Moving them aside: Tech Tips and Mantras

Mental distractions or an impulsive mind can wreak havoc on the life of a writer. Yet as any ADHD expert will tell you, on the flip side of every impulse chemistry in our brains is the capacity to focus like a laser. (this is why parents say, “Why, Joey cannot possibly have ADHD. He sits and plays video games for hours!”) I digress.

There are several software nannies that track your productivity and stand guard against you playing with the wrong neighborhood gang, i.e. surfing when supposed to be writing. The best known is probably https://www.rescuetime.com/ Experiment with them – some people bond with a nanny and others, not so much.

Okay, I saved the woo-woo for last. I listen to chanting or affirmation music in the background, and when I feel myself tempted to distract myself and leave the page I am producing material on, I actually sing along or speak along, with the affirmations, which are actually at times related to breathing in and affirming my prosperity from doing what I love to do. This is effective at changing the spin cycle of my mind, and potentially alters the chemical make-up of my brain, temporarily. When all is said and done, or written and revised, it sure feels better to have been actively at my computer instead of passively at it, watching kitten videos.

And one more blog that is worthy of note, and has FREE books on it!

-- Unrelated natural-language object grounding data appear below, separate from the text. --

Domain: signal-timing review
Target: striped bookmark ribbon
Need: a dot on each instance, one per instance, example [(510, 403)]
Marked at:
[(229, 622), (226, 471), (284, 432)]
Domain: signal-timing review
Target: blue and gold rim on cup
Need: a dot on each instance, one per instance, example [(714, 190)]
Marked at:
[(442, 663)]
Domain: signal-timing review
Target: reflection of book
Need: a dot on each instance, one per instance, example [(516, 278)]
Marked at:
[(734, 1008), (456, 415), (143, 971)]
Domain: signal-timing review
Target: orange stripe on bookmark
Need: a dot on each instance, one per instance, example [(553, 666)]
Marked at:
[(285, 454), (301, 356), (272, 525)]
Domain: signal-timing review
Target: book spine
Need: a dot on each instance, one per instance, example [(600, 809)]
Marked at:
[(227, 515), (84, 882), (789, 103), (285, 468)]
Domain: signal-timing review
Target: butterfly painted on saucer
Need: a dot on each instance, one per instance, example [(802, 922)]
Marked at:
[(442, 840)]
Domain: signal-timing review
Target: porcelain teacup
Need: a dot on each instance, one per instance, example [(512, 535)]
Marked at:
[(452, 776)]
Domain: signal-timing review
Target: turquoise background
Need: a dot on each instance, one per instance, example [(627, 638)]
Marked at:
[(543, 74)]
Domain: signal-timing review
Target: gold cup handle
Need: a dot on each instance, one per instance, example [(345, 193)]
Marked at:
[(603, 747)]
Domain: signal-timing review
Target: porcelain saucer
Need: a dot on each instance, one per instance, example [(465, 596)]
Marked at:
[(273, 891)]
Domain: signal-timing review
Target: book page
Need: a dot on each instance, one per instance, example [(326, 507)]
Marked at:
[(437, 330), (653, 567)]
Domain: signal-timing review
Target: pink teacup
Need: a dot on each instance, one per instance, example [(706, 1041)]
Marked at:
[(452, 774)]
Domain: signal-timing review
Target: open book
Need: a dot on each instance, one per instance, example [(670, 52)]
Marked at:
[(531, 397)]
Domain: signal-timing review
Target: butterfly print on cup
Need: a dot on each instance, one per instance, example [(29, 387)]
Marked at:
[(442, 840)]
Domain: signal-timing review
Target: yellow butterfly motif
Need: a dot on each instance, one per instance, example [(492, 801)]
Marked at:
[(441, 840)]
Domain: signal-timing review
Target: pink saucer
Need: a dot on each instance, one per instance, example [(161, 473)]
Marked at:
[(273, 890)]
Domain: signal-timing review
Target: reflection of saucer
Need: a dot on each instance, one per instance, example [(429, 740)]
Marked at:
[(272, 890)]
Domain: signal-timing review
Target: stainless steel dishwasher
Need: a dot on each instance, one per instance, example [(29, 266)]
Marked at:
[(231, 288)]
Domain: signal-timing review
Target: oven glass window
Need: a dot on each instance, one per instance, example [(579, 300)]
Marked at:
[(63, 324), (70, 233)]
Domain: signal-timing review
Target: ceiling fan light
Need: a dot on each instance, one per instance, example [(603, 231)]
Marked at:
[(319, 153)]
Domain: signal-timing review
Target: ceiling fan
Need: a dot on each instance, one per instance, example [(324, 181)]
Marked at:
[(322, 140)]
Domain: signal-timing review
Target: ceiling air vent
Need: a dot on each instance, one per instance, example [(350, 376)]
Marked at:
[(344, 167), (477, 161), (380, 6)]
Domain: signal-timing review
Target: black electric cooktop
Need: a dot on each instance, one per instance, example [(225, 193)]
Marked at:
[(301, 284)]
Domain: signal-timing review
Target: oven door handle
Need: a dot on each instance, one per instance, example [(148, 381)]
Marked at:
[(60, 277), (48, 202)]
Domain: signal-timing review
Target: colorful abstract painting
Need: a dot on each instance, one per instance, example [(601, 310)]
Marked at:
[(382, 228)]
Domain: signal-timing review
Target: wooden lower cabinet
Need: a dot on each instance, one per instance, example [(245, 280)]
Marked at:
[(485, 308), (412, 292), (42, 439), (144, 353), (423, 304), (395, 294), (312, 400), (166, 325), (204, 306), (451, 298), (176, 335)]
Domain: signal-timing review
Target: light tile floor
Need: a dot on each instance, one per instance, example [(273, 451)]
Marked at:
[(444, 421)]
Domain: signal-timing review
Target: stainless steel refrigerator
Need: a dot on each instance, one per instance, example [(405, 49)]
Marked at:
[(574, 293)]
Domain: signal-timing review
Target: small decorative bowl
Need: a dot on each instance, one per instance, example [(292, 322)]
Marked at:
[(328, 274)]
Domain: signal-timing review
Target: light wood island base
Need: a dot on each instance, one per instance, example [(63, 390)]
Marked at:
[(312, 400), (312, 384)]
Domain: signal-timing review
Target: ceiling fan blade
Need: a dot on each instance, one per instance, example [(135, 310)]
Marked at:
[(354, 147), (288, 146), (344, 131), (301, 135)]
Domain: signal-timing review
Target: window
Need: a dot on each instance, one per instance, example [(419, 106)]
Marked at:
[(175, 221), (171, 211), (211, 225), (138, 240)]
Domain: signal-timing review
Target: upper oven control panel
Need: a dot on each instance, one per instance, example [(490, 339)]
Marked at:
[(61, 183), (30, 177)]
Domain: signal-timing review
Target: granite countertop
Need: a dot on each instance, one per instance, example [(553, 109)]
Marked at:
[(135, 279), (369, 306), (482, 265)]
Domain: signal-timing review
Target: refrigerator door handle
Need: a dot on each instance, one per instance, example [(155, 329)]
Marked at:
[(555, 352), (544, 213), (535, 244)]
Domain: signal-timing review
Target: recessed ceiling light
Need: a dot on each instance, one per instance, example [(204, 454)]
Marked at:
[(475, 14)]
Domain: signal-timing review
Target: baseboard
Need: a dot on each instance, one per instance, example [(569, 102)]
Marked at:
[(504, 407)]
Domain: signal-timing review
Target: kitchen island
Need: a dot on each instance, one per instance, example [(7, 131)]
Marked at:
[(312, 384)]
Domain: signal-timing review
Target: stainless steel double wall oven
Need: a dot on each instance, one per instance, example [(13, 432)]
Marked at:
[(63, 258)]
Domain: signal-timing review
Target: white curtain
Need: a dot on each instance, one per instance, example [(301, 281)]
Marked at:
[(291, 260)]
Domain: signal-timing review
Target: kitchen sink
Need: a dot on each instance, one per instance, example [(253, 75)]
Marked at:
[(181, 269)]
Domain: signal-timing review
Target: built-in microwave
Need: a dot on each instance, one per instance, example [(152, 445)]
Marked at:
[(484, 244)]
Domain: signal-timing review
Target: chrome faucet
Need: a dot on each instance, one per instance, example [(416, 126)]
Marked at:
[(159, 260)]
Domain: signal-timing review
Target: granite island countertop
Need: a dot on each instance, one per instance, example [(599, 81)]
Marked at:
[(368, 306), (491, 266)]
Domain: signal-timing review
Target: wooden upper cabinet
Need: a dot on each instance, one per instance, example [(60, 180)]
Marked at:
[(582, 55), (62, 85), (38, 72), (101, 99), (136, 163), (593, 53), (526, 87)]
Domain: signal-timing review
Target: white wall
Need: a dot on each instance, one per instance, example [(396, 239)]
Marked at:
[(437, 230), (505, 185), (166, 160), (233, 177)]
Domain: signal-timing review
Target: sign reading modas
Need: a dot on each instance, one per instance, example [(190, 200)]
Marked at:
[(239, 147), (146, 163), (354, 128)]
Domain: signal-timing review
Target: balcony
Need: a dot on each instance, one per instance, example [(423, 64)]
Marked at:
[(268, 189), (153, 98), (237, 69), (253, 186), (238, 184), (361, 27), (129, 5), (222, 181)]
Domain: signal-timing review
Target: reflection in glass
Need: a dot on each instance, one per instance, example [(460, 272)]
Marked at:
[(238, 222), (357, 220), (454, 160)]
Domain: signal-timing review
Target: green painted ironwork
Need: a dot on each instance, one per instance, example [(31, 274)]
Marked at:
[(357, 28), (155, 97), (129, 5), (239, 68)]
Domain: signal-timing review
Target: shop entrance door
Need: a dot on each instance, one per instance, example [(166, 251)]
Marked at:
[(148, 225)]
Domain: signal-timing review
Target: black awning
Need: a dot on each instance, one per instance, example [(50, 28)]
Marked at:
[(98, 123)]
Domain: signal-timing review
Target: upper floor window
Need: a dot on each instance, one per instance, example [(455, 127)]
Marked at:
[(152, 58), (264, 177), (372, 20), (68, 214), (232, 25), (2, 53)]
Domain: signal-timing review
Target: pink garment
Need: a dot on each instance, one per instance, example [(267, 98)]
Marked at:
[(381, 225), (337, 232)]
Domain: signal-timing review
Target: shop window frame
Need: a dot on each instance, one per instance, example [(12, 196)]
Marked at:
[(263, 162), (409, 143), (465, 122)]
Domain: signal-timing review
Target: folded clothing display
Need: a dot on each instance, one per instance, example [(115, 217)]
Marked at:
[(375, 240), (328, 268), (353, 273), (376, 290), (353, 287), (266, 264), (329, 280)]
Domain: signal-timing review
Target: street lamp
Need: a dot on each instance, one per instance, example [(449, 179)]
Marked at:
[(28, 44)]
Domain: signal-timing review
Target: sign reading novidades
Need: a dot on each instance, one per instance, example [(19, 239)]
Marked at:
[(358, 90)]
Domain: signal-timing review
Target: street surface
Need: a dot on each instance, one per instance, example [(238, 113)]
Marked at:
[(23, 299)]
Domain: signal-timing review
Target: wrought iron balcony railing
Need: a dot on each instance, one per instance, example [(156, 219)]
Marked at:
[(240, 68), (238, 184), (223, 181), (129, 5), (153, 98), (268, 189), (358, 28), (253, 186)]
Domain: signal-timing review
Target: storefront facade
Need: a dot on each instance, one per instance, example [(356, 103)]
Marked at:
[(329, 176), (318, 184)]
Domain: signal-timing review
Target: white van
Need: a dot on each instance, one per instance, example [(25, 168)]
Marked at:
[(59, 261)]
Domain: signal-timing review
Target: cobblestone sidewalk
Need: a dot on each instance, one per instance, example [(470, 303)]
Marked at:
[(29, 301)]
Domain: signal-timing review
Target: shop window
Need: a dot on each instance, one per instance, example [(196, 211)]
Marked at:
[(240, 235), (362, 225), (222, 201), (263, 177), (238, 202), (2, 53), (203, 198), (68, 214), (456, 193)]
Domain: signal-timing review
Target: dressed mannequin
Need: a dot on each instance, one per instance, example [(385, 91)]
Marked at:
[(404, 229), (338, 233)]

Bryan's adderworld is a site dripping with tips and honesty, and he is someone that actually replies to all the comments people write on his blog. Commendable. He has 4 freebie ebook publications, and this post on writing from over a year ago is pertinent to my own blog.

There is some argument about whether we have this gift of hyperfocus, have to work our way into it, or muscle our way laboriously, or whether some of us just don't possess it in our package of ADD tricks. A sample here of one of the responses to his post:

Bryan – you’ll be interested to know that Ned Hallowell uses writing, very consciously, as a form of “treatment” for his ADHD. When he is writing a book (over the long period of time it takes) he finds it gives him a special focus and also more structure.

That said, my observation is that people don’t control their hyperfocus very often. Rather, for Ned, I think it’s a matter of setting aside time without other distractions because he has a project in which he’s interested and that he knows has a deadline. He also just loves to write, so it’s a very pleasurable activity for him. And you, as you say (and me, too).

You might consider that what you’re describing is something called “flow” – when you get immersed into something you love. Perhaps that’s another word for hyperfocus???